Créateur d’un embryon d’Etat, il est sans doute le père de la nation algérienne.
Proclamé émir en 1832, à l’âge de 24 ans, Abdelkader Ibn Mahieddine est issu d’une confrérie religieuse implantée dans l’Ouest algérien et au Maroc. L’allégeance des grandes tribus de la région de la région de Mascara, de Tiaret et de Miliana lui permet d’organiser la résistance aux forces coloniales. Brillant stratège, Abdelkader accumule les victoires contre les troupes du maréchal Bugeaud, mais, trahi par les siens et lâchés par ses alliés marocains, il finit, en 1844, par perdre sa smala, véritable capitale volante qu’il dressait au gré des batailles et de ses déplacements dernière les lignes de front.

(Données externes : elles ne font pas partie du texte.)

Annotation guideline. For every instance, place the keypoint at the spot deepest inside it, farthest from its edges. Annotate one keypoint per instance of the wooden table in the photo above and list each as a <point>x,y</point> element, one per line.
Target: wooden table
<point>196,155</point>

Tombé dans une embuscade en 1847, il est emprisonné en France, puis, en 1855, banni en Syrie, où il ne restera pas inactif : soufi convaincu, il prendra la défense de la minorité chrétienne de Damas, lors d’émeutes confessionnelles. Les dernières années de sa vie seront consacrées à la rédaction d’œuvres mystiques et à des échanges épistolaires avec les francs-maçons et les chefs religieux du Caucase. Il meurt en 1883.
L’émir Abdelkader est considéré comme le père de la nation algérienne. C’est lui qui, le premier, mettra en place un embryon d’Etat.